Investment in rental property has emerged a beneficial financial decision. A rental property can be a stable source of earning for beginners. One can reap tax benefits as well on the rental property benefits. You can cut the rental expenditures from the earning of rental income thus bringing down your tax liability. Meanwhile, the other important tax deduction meant for depreciation works in a different way. Depreciation can be defined as a process which is used for deducting the expenditure of purchasing and renovating a rental property. Instead of taking a single deduction in the year you buy or renovate the property, depreciation distributes deduction throughout the life of the property. Given below are the factors how depreciation for residential rental property works:
1. Which Property is Depreciable?
You must find out first which property is depreciable. As per the rules of IRS, you can depreciate the property if:
- You are the owner of the property even if it is liable to a debt.
- You are using it for any income-generating act or business purpose.
- Property has got a determined useful life and loses its worth as a result of natural factors.
- The property may last for more than a year.
2. When Will Depreciation Start?
When a property falls in the category of service or is ready to use as a rental property, you can apply depreciation deductions. You may continue to depreciate the property until any one of the conditions mentioned below are met:
- If you have deducted all the cost or other bases in the concerned property
- You leave the property from service even if you could not recover the entire cost or other bases. The property will be retired from service the moment it is not being used as an income-generating property. When you destroy it, convert it or leave it, the property will be retired from service. The property report will provide more information regarding when the property may be retired from service.
There are three factors that will help you decide the amount of depreciation you will be able to deduct every year. These methods are the basis in the property, recovery period, and depreciation method.

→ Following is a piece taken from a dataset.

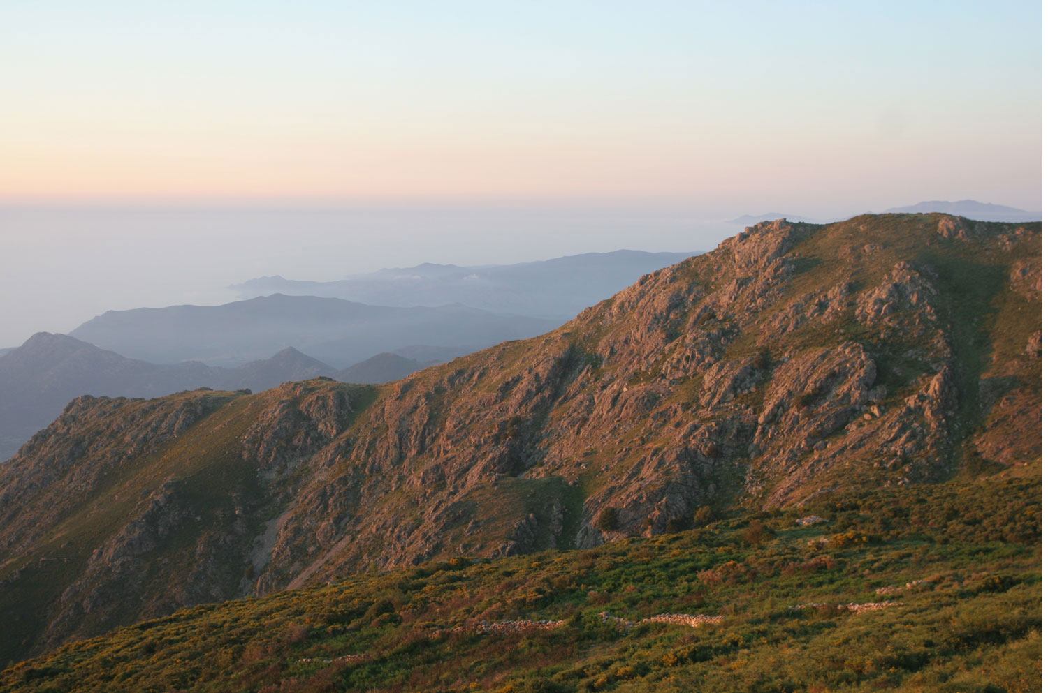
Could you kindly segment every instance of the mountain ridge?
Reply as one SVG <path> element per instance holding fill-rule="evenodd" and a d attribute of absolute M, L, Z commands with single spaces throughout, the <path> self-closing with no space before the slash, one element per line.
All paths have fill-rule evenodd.
<path fill-rule="evenodd" d="M 78 400 L 0 467 L 0 597 L 36 608 L 24 590 L 49 576 L 48 616 L 20 631 L 41 647 L 127 623 L 123 603 L 141 618 L 1035 463 L 1040 229 L 764 223 L 546 335 L 395 383 Z M 63 484 L 123 500 L 106 521 L 45 502 Z M 149 574 L 157 560 L 178 571 Z"/>
<path fill-rule="evenodd" d="M 475 351 L 532 336 L 559 320 L 465 306 L 398 308 L 327 296 L 271 294 L 222 306 L 107 311 L 69 334 L 156 363 L 239 365 L 291 344 L 336 368 L 409 344 Z"/>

Given below are the basic steps:
- Determine basis of the property: Basis of the property is the cost of the property or money you shelled out in cash or mortgage to buy it. Settlement fees, closing costs which may include legal fees, transfer taxes, etc. are included in the basis.
- Separate land cost and buildings: You can only depreciate the cost of building and not land, so you must calculate the value of each to depreciate the exact amount. You may require the help of experts to prepare a rental property depreciation report.
- Decide your basis in the house: When you find out the basis of the property and value of the house, you will be able to find out your basis in the house.
- Decide adjusted basis if required: There are possibilities that you may need to make an increase or decrease to your basis for some occasions. The occasions may take place between the times when you purchase the property until it is ready to be rented.
Depreciation has emerged as a useful method in case you invest in rental properties. It distributes the cost of acquiring the property in the coming years and brings down every year’s tax liability. However, rental property laws witness frequent changes. Therefore, you must work with an expert tax accountant when building, operating or selling your rental property. They will also explain all of the important details of depreciation residential rental property which will prove extremely helpful.